毎月六萬寺で開催の朝がゆ会、2月は「菜がゆ」セリ、ミズ菜などの
春野菜をふっくら真っ白おかゆに盛り付けて、
目にも春を感じせる美味しいお粥を皆さんと共に味わいました。
そして、アルゼンチンからお里帰り中の平井ヒロさんのお話が
「えつ、ほんとー?」という一同が目を丸くするような
内容で聞き入ってしまいました。
平井ヒロさんは、20代で高松からアルゼンチンに移住。
以来50年余りをアルゼンチンで暮らしておられます。
ヒロさんのお話で興味深かったことは、二つあります。
一つはアルゼンチンは自己責任の国であるということ。
「ピストル持った強盗にもう何度もやられましたよ。相手はピストル持ってるからかなわない、警察はアテにならない、諦めるっきゃないんですよ」
「それって大変じゃないですか?」
「でもねえ、お金取られるのは悔しいけれど、周りの人もみんな同じ目にあっているので、自然に助け合うようになるんですよ。だから、絆は深いですよ。」
とヒロさん。
さらに驚いた二つ目は、病院代はタダなんですよ。
「えつ、タダですか?」と一同思わず聞き返す中で
ヒロさんはにっこり。
「そう、医療費はタダなんですよ」
「私が腕の骨折をした時、最新の治療ロボットがちゃんと治してくれましたよ、ほら元通りですよ」
にまたまたびっくり!アルゼンチンという国は遅れているのか?
進んでいるのか?・・・・うーん、価値観の違いかな。
アルゼンチンでは独り暮らしだというヒロさんは70代?(とお見受けします)
日本にいる娘さんと暮らすことは?
「いえ、やっぱり長年暮らしたアルゼンチンがいいです。助け合える人達がいるから安心ですもの」ときっぱり。

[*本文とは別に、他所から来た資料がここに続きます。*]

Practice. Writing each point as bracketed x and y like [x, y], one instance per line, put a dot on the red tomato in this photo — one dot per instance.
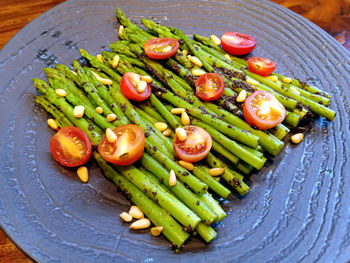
[129, 84]
[128, 147]
[161, 48]
[237, 44]
[196, 146]
[261, 66]
[209, 86]
[70, 146]
[263, 110]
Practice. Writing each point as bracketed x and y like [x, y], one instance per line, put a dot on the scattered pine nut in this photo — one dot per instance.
[115, 61]
[187, 165]
[297, 138]
[136, 212]
[161, 126]
[83, 174]
[156, 231]
[185, 120]
[111, 136]
[242, 96]
[78, 111]
[172, 178]
[215, 40]
[53, 124]
[126, 217]
[216, 171]
[140, 224]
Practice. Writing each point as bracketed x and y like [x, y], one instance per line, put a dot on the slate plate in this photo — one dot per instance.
[297, 210]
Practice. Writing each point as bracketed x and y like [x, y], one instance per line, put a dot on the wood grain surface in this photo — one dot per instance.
[15, 14]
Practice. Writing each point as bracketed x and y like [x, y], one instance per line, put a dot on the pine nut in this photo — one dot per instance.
[216, 171]
[147, 79]
[126, 217]
[172, 178]
[187, 165]
[141, 87]
[136, 212]
[111, 117]
[185, 120]
[215, 40]
[83, 174]
[198, 72]
[78, 111]
[156, 231]
[161, 126]
[195, 60]
[167, 132]
[242, 96]
[115, 61]
[297, 138]
[53, 124]
[99, 110]
[61, 92]
[140, 224]
[111, 136]
[177, 110]
[181, 134]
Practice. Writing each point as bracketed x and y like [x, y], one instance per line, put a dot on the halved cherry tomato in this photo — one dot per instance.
[263, 110]
[237, 43]
[128, 147]
[196, 146]
[209, 86]
[161, 48]
[129, 85]
[70, 146]
[261, 66]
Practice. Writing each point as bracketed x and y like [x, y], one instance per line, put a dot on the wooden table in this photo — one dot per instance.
[333, 16]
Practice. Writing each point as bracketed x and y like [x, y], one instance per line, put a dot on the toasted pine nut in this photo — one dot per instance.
[181, 134]
[78, 111]
[172, 178]
[53, 124]
[216, 171]
[195, 60]
[215, 40]
[147, 79]
[198, 72]
[126, 217]
[83, 174]
[156, 231]
[140, 224]
[185, 120]
[297, 138]
[141, 87]
[187, 165]
[99, 110]
[161, 126]
[242, 96]
[111, 136]
[177, 110]
[111, 117]
[136, 212]
[115, 61]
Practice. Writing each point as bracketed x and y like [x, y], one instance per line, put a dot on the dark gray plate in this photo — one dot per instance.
[298, 207]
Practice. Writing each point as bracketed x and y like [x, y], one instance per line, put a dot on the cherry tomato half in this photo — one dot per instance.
[237, 43]
[209, 86]
[161, 48]
[196, 146]
[70, 146]
[263, 110]
[261, 66]
[129, 87]
[128, 147]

自分たちの住む日本との人生観の違いをしみじみ感じてしまいました。
日本はお金がないと安心できない国。安全は他人任せ、お金はあっても人と人とのつながりの薄い国、国柄の違いではすまされない、真の幸せに生きる知恵を地球の反対側に住むヒロさんから気づかされるひとときでした。
ちなみにヒロさんは六萬寺の今雪ご住職の妹さんでした。
今雪ご住職はボリビア、ペルーに移住され日本人移民のために尽力され
帰国後、僧侶になられた方です。